SA neutering, urinary Flashcards
What neoplasia are a higher risk with neutering?
Osteosarcomas in Rottweilers (esp if spayed <1y)
Haemangiosarcoma and MCT in Viszlas (spayed any age)
TCC and cardiac tumours in spayed animals
What age to neuter animals?
Kittens from 4 months (pre-pubertal) - but GA risk with maturity of liver and kidneys, hypothermia risk (small glycogen reserves) etc
Puppies:
- benefits of prior to first season = reduced mamary neoplasia risk, uterine/ovarian vessels small, reduced inconvenience to owner
- disadvantages of prior to first season = anaesthetic considerations
- contraindications to prior to first season = juvenile vaginitis, juvenile urethral sphincter mechanism incompetence
- if after first season, always in anoestrus (>12 weeks after oestrus), >6-8 weeks postpartum (preferably >3 weeks post weaning)
- can do combined with caesarean
Medical options for neutering?
GnRH agonists
GnRH vaccine, antagonists - implant, injection
Pros and cons of surgical neutering?
Pros:
- permanent
- perioperative pain
- 100% effective
- eliminates neoplasia of repro tract
Cons:
- more expensive
- GA
Pros and cons of medical neutering?
Pros:
- quick
- cheaper in short run
- no anaesthetic
Cons:
- temporary
- pain on injection
- never 100% effective
- repro tract neoplasia still possible
- unknown effect on USMI etc
When not to neuter based on clinical exam?
Lactation False pregnancy (can make it permanent) In heat (uterus more engorged and friable) Skin pyoderma (post-op infection)
Open technique for dog castration?
Incise vaginal tunic and pop out testicle
Divide testicle and tunic - use clamp
Ligate vas deference and blood vessels individually, then together
Haemostat distal to ligatures, then divide
Check for haemorrhage
Close vaginal tunics, s/c tissue, skin
Closed castration technique for dog castration?
Keep testicle within tunic, ease out of incision
Place one encircling and one transfixing ligature around the entire spermatic cord and tunics
Haemostat distal to ligatures, then divide
Check for haemorrhage
Close vaginal tunics, s/c tissue and skin
Complications of dog castrations? How to avoid?
Urethra - vulnerable at first cut and when closing (make sure to push testicle forward)
Scrotum - dermatitis (care with clipping and scrubbing)
Scrotum - haematoma (care with haemostats)
Cryptorchids - Why are they a problem? How to find them? Where are they?
Vulnerable to torsion, higher risk of neoplasia (13.6x greater risk of seminoma or SCT), may or may not be functional
Often small/soft/misshapen
Palpation, US, exploratory laparotomy
Inguinal - may be able to ease down to normal incision or if not do separate inguinal incision
Abdominal - can be anywhere, exploratory laparotomy, follow ductus deferens
Bilateral castration recommended (sex linked autosomal recessive trait)
Keep the testicle!!
Bitch spay - How big an incision? How to locate ovaries?
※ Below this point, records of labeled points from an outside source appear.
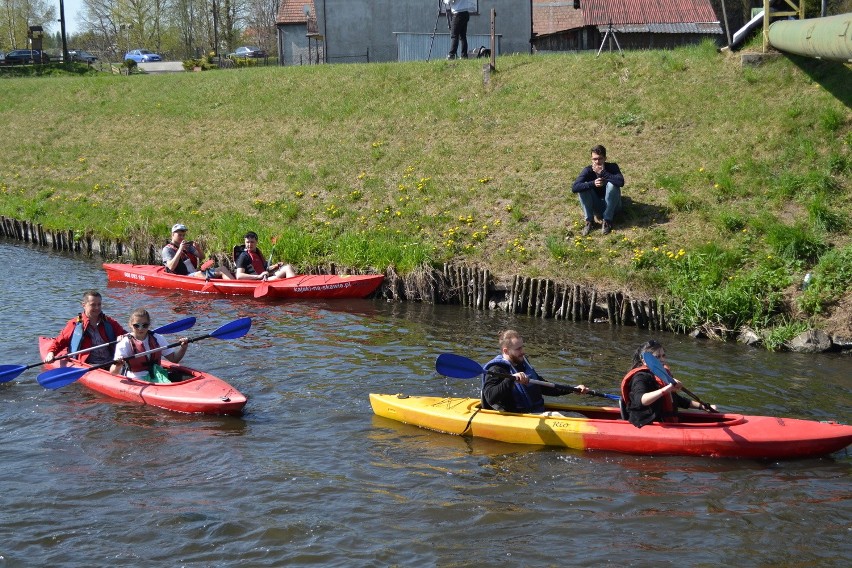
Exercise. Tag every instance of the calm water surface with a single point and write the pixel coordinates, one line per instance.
(310, 477)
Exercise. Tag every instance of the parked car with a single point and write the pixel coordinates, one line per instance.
(248, 51)
(142, 56)
(21, 56)
(80, 55)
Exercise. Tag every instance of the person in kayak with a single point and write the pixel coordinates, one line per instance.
(508, 388)
(184, 257)
(251, 265)
(144, 367)
(647, 398)
(90, 328)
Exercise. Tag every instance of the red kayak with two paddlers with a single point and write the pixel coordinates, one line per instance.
(189, 390)
(302, 286)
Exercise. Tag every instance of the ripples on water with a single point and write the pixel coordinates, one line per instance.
(309, 476)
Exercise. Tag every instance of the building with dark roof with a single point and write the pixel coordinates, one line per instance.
(635, 24)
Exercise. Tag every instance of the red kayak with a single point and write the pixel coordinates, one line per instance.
(306, 286)
(197, 393)
(601, 428)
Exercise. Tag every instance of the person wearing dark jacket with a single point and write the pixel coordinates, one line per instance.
(599, 188)
(648, 398)
(508, 387)
(90, 328)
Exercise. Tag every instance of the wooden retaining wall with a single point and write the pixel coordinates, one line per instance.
(451, 284)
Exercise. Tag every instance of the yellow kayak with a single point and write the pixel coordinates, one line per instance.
(601, 428)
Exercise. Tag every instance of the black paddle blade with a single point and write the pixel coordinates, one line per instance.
(457, 367)
(176, 326)
(656, 367)
(232, 330)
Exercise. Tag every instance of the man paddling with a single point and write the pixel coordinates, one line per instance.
(184, 257)
(648, 398)
(90, 328)
(509, 388)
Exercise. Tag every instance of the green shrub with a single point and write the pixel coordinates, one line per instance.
(776, 337)
(831, 278)
(794, 244)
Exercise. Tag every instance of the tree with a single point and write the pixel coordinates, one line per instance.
(16, 17)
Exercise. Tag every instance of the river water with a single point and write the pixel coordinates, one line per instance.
(310, 477)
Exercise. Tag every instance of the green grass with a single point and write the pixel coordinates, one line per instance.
(745, 170)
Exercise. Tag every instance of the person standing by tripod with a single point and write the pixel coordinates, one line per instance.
(459, 11)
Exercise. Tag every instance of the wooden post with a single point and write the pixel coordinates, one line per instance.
(493, 40)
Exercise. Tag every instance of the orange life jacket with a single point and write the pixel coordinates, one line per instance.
(143, 364)
(668, 403)
(181, 267)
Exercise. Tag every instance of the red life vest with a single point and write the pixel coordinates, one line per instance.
(257, 261)
(668, 402)
(181, 267)
(143, 364)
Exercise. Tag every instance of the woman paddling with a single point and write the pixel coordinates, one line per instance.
(647, 397)
(144, 367)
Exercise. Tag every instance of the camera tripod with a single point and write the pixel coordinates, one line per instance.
(435, 31)
(610, 33)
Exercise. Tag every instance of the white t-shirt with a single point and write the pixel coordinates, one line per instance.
(124, 350)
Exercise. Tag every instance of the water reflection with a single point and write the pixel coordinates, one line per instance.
(309, 476)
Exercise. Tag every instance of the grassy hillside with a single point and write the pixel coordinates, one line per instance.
(737, 178)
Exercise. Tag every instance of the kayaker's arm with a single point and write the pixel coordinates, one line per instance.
(176, 356)
(498, 386)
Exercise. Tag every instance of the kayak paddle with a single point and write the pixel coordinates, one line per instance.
(58, 378)
(458, 367)
(655, 366)
(9, 372)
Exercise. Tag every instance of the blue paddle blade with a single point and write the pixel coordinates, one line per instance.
(177, 326)
(457, 367)
(9, 372)
(58, 378)
(232, 330)
(656, 367)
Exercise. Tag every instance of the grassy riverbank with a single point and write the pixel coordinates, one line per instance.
(737, 178)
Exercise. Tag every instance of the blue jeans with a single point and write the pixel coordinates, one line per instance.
(605, 208)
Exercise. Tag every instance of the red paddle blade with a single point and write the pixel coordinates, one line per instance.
(9, 372)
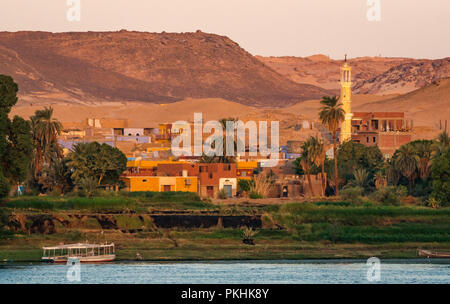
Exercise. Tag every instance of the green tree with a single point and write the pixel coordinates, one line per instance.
(440, 172)
(103, 163)
(307, 159)
(45, 129)
(332, 115)
(360, 178)
(406, 161)
(353, 155)
(317, 151)
(17, 159)
(441, 144)
(15, 139)
(424, 151)
(55, 175)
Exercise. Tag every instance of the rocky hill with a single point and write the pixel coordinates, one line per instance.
(405, 77)
(371, 75)
(136, 66)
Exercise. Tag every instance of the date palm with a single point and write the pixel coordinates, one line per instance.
(317, 150)
(441, 144)
(407, 161)
(307, 160)
(45, 130)
(424, 150)
(332, 115)
(361, 177)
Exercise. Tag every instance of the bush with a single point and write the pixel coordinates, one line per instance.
(352, 194)
(89, 186)
(391, 195)
(222, 194)
(245, 184)
(255, 195)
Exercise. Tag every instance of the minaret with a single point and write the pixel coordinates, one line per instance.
(346, 99)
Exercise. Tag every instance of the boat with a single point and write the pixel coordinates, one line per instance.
(433, 254)
(84, 252)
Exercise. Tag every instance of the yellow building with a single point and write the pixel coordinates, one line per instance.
(346, 99)
(245, 169)
(149, 164)
(160, 183)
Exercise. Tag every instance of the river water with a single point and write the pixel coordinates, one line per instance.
(239, 272)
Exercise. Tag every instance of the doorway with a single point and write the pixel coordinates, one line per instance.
(228, 190)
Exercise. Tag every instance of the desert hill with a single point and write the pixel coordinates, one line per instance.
(136, 66)
(426, 106)
(372, 75)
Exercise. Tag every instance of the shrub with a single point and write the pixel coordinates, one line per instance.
(245, 184)
(255, 195)
(222, 194)
(247, 235)
(390, 195)
(352, 194)
(89, 185)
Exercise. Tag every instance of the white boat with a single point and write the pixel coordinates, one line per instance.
(86, 253)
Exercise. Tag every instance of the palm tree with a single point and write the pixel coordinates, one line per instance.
(442, 143)
(380, 180)
(45, 132)
(332, 115)
(317, 150)
(392, 173)
(424, 150)
(307, 160)
(47, 127)
(406, 161)
(361, 177)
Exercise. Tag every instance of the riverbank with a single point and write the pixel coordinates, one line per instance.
(174, 229)
(200, 245)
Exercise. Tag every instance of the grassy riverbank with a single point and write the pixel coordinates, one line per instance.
(320, 230)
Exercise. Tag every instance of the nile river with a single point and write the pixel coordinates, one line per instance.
(239, 272)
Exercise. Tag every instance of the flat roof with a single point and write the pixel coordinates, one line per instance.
(78, 246)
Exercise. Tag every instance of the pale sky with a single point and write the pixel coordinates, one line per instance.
(408, 28)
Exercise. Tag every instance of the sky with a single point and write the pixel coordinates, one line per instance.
(402, 28)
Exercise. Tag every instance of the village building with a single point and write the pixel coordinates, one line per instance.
(387, 130)
(210, 177)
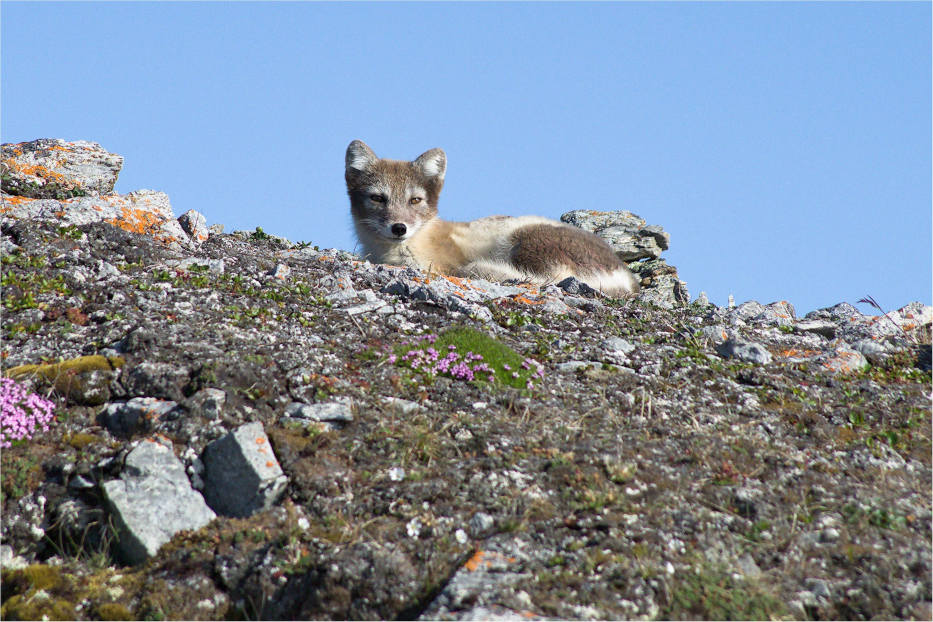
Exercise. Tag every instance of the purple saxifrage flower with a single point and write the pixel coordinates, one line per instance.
(21, 413)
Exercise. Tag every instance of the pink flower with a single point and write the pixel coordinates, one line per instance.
(21, 415)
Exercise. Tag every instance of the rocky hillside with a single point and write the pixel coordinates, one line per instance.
(250, 428)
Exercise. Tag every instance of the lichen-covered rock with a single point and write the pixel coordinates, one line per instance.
(152, 501)
(625, 232)
(651, 479)
(51, 168)
(195, 225)
(143, 212)
(242, 475)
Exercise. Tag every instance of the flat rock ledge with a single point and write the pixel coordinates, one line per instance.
(152, 501)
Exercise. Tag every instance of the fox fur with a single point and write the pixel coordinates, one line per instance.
(394, 208)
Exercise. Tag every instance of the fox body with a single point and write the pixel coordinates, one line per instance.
(394, 208)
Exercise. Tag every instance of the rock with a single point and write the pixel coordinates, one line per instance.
(51, 168)
(776, 314)
(152, 501)
(331, 412)
(625, 232)
(659, 283)
(844, 360)
(617, 345)
(195, 225)
(142, 212)
(716, 333)
(820, 327)
(160, 380)
(242, 475)
(280, 272)
(481, 524)
(207, 403)
(742, 350)
(139, 414)
(576, 287)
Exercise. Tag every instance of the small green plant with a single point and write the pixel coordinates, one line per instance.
(259, 234)
(467, 354)
(711, 593)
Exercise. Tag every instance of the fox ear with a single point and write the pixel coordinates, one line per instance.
(433, 163)
(359, 156)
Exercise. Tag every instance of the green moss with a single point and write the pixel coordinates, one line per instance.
(37, 576)
(114, 611)
(54, 371)
(38, 606)
(32, 597)
(80, 440)
(508, 366)
(712, 594)
(20, 475)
How to exteriorise the ovaries?
Incise from umbilicus to last pair of nipples (larger if deep chested, obese or large breed
Locate ovary by duodenal (right) and colonic (left) manoeuvres
Exteriorise ovary - stretch (pull ovary caudally, break with other hand) or cut suspensory ligament
How to ligate the ovarian pedicle?
3 clamp technique At least 2 ligatures Encircling and transfixing Or two encircling Or encircling and Miller's Ligate broad ligament as appropriate - ranges from barely existent to full of fat and blood vessels (make a window in an area without vessels)
How to ligate the cervix?
Traction everything cranially
Transfixing and encircling ligatures
Clamp and cut cranial to ligatures
Check for bleeding
How much blood is too much blood?
Check gutters and cervix Check broad ligament Use suction or swab to see Wait Muscle ooze?
Ovariectomy - Benefits?
Quicker Pyometra unlikely (exogenous progestins required) But no difference in pain score, surgical time, haemorrhage, short or long term complications
Bitch spay closure?
Simple continuous for muscle - less suture material, quicker, weakest point is knot
Skin - intradermal or cruciate/interrupted or staples
Flank cat spay technique?
Retriece uterus with finger or spay hook
Find an ovary on one end and bifurcation on other
Ligate pedicle - single ligature often fine
Traction on uterus to find other horn
Care clamping uterus - may tear, ligate caudal to tear
What drugs to use for neutering?
Antibiotics not indicated
Analgesia:
- LA - lidocaine (pedicles, midline, testicles, incision)
- full mu agonist in premed e.g. methadone
- NSAID if not contraindicated (renal/GI disease, receiving steroids)
- consider paracetamol
- 3-5d home pain relief
Comfortable animals don’t chew wounds or cry and settle at home = happy owner
Post op care for neutering?
Pain relief
Exercise - midline require strict rest policy, lead only walks for one month, avoid stairs, jumping, climbing
Owner to monitor wound for swelling, redness, discharge, pain
Deeding - reduced exercise so need less calories, reduced metabolism, so reduce ration by 20% when not exercising
What must all closing sutures of a bitch spay involve?
All bites must have strength holding layer = fascia of rectus abdominus
What late post op neutering complications are there?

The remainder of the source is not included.